In 1875, she married William Fitzjames Oldham, at that time an active layman in the church, who had been led to his religious life by hearing a few words of testimony spoken by Miss Mulligan, in a meeting which he had entered through curiosity. She went to Bangalore, South India, with her husband, who was a government surveyor. While there, her sympathies induced her to open a girls' school, which she did, unaided, conducting it alone until help was furnished her.
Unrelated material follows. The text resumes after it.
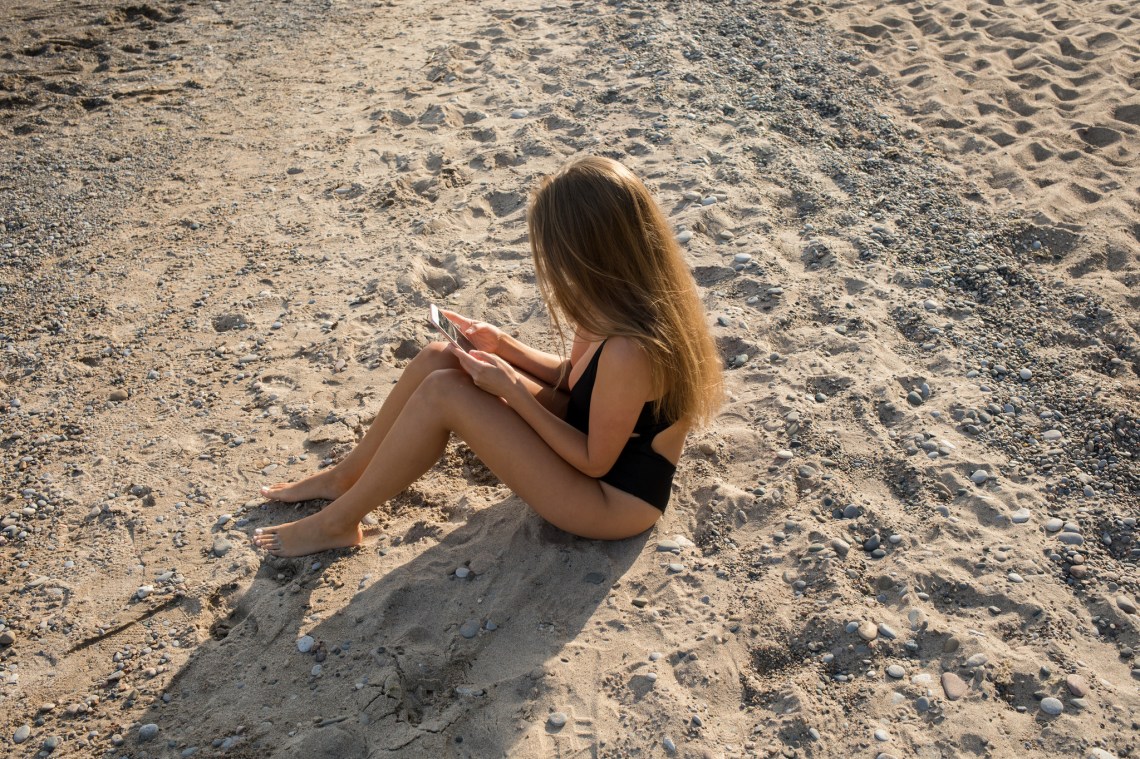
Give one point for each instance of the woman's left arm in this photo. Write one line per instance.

In 1879, her husband, believing himself called to the gospel ministry, prepared to leave India to fit himself in an American college for his life work. Mrs. Oldham consented to four years of separation from her husband, while she, in the meantime, should support herself in India.

==Education==
In one year, largely through the kindness of the women of the Woman's Foreign Missionary Society of the MEC in Meadville, Pennsylvania, Mrs. Oldham was enabled to join her husband in Allegheny College. After spending two years in the college, she entered Boston University as a sophomore. While there, she developed health problems, and after a few months of rest, she entered Mount Holyoke Seminary, in South Hadley, Massachusetts, staying until the spring of 1884.

==Career==
Later in 1884, she sailed with her husband to India where they hoped to live and work. She visited her mother and friends a few weeks, holding herself ready to go wherever her husband might be sent. Bishop Thoburn, presiding over the India missionary work, appointed Rev. Oldham to the South India conference in the fall of 1884, to go to Singapore in Malaysia and arrange there a self-supporting mission.

Arriving in Singapore, she assisted and encouraged her husband in his work among the boys and men. She taught in the boys' school, and opened the work among women.

Oldham was appointed first President of the WCTU in Malaysia, where, with Mary Greenleaf Clement Leavitt, Oldham organized the work. Along with women of her union, Oldham was deeply interested in the welfare of English, U.S., and German sailors, visiting the saloons and persuading them to attend gospel and temperance meetings. To reach the women of the different nationalities with a more direct and efficient style became her aim. Two English women who, like herself, were then in missionary work, gave their aid, and by their untiring efforts, a permanent mission was established among the women of that island. The women of Minnesota, furnished the money, and Australia supplied the missionary, Sophia Blackmore.

After years of incessant labor, the Oldhams returned to the U.S., coming by way of China and Japan. Mrs. Oldham was busy with her husband in a large church in Pittsburgh, Pennsylvania. She was also in demand as a platform speaker to plead for the work among women in the foreign mission fields. She wrote much in behalf of that work and was a contributor to the Gospel in All Lands and other missionary periodicals.

==Death==
Marie Augusta Oldham died in Glendale, California, October 13, 1938.